Hurricane Luis, on September 5th 1995, annihilated the entire island in the full throes of economic growth. Around twelve people died, hundreds were injured and thousands lost their homes. Aside from the human drama, the full force of Luis left a desert in its wake, lined with piles of rooves, boats, trees and other detritus. Most hotels and tourist accommodation facilities were destroyed and had to shut up shop, leaving hundreds jobless 1995 will always remain a significant year in the history of the island: for every inhabitant there will always be “pre-Luis” and “post-Luis”.
Since 1995, local stakeholders have stepped up their efforts to restore the island to its former glory. And, in spite of a less-than-auspicious global economic context and a series of events that have hampered the development of the island’s tourist economy (Hurricanes Lenny and Georges in 1999, the September 11 attacks in 2001 and the war in Iraq), the “Friendly Island” remains one of the most coveted destinations, unparalleled in the Caribbean, where the local charm, blended with a traditional way of living and one of the warmest welcomes on the planet, draws thousands of tourists from all over the globe.
History repeats itself. Hurricane Irma hit the island on September 6th with incredible violence and winds of up to 420 km / h.

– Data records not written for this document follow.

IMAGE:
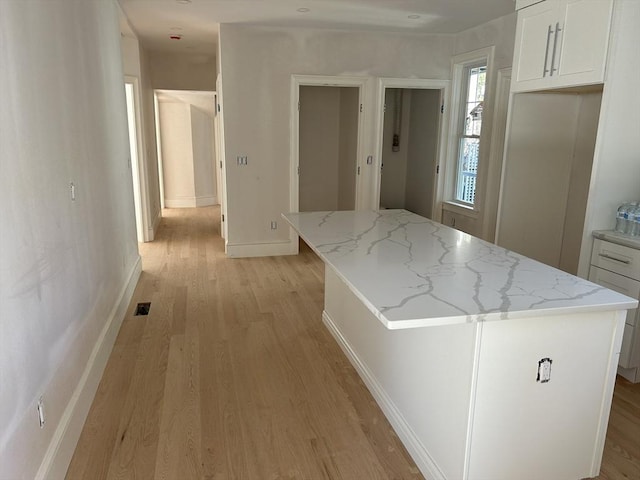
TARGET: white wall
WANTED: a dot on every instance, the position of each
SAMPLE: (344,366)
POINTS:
(179,71)
(65,264)
(616,168)
(537,177)
(578,193)
(256,68)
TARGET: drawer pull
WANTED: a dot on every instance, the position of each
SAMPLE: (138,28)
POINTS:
(609,257)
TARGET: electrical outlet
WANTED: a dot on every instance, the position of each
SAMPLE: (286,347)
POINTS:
(41,417)
(544,370)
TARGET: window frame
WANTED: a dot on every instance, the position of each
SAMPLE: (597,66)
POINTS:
(460,64)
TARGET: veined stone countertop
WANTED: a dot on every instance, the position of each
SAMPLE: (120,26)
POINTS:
(413,272)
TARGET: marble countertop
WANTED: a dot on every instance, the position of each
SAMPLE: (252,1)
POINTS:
(412,272)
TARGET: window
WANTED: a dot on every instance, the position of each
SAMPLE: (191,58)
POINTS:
(469,126)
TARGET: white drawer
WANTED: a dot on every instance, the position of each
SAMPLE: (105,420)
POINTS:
(616,258)
(617,283)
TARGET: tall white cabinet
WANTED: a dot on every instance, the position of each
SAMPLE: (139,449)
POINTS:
(572,149)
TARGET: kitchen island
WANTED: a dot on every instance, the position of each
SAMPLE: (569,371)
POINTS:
(488,365)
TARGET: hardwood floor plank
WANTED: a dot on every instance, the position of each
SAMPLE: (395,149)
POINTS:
(233,376)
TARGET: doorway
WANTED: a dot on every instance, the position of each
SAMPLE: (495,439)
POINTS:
(328,136)
(135,147)
(326,142)
(186,148)
(411,133)
(410,145)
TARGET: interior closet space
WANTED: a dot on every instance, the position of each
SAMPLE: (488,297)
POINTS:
(547,172)
(328,147)
(411,129)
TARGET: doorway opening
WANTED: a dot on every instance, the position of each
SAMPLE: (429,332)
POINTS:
(410,139)
(326,143)
(135,148)
(328,136)
(186,132)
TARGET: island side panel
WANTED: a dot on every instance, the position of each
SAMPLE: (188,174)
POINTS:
(529,429)
(420,377)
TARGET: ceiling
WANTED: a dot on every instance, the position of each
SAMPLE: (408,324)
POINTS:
(196,21)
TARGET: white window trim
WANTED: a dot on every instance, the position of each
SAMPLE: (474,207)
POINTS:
(458,64)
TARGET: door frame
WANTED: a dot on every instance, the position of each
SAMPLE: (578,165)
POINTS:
(138,166)
(298,81)
(444,87)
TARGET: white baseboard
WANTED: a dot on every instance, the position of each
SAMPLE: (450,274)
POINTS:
(273,249)
(65,438)
(409,439)
(154,228)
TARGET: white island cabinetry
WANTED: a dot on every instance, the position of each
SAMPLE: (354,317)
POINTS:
(489,365)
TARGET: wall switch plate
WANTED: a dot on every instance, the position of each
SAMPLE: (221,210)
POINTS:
(41,417)
(544,370)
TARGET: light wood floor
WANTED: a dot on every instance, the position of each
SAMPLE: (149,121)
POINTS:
(232,375)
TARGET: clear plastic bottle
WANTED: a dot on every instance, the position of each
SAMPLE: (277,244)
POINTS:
(622,218)
(634,220)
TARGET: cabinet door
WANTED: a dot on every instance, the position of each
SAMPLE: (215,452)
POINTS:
(534,46)
(584,37)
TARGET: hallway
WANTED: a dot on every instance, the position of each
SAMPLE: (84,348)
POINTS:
(232,374)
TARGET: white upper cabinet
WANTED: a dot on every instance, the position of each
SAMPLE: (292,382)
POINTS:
(561,43)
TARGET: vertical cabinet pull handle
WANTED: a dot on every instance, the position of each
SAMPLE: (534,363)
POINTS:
(555,46)
(545,70)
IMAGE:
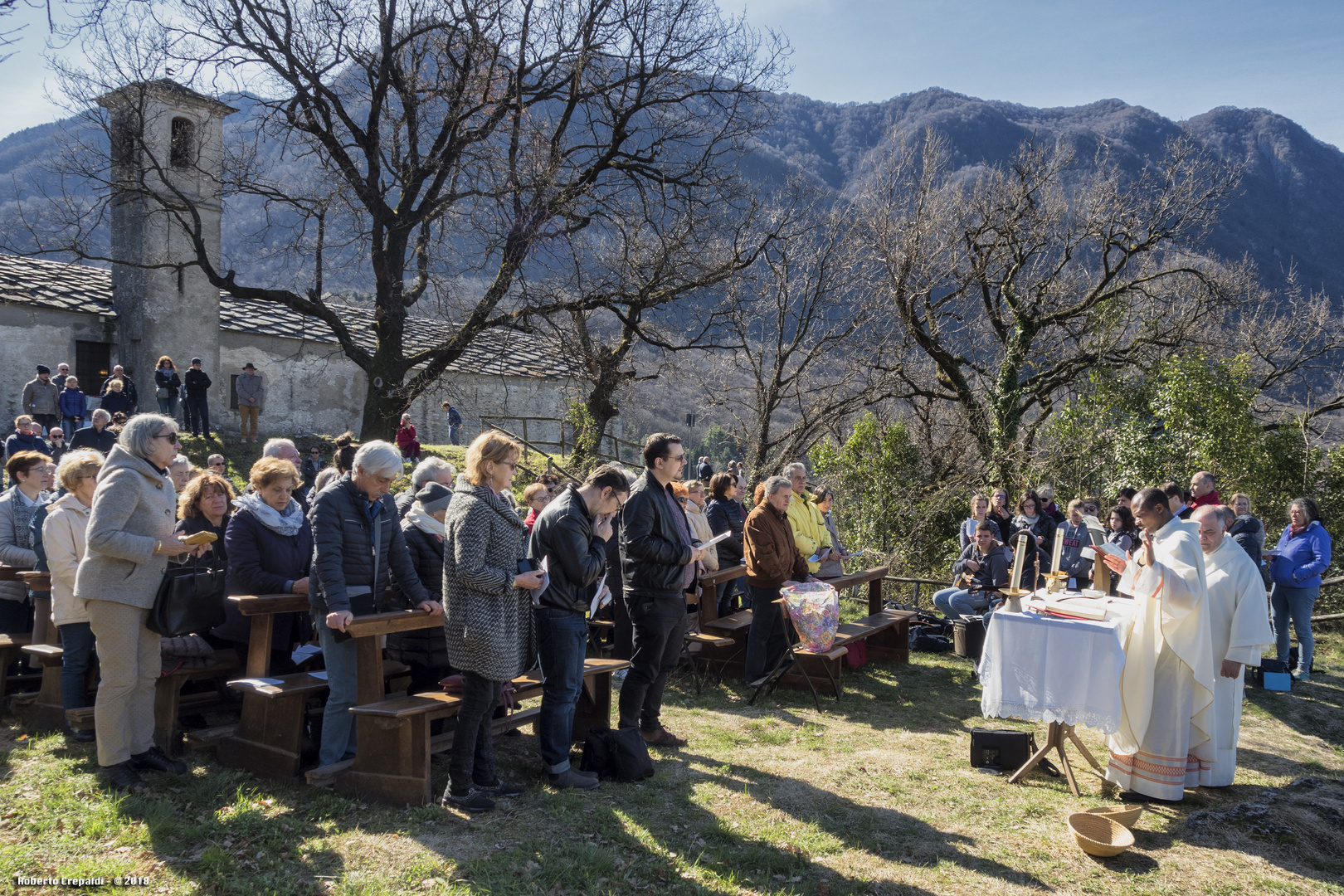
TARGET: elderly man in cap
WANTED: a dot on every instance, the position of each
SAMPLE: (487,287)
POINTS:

Television provides viewers with images of chaos that are reminiscent of bombing. It is a devastated island, 95% destroyed with blown-up house landscapes, built-in cars and completely destroyed communication networks. The Princess Juliana Airport on the Dutch side is severely damaged and impracticable for the delivery of useful relief assistance. Only the airport of Grand Case French side resumes its activity after a few days.
The inhabitants of Sint Maarten must once again rebuild their island. France and Holland will send troops to help both the Collectivity of Saint Martin and the Government of Sint Maarten.
But as usual, St Martin will shine again.
Since 2017, Sint Maarten is rebuilding slowly. The island faces various problems, that of the reimbursement of insurance, that of the routing of materials and especially the extent of reconstruction due to the amount of damage. The island which lived at the rhythm of its tourist activity sees it on standby in favor of an economy related to the reconstruction.
It will take long months for Sint Maarten to have a similar tourist activity before Irma.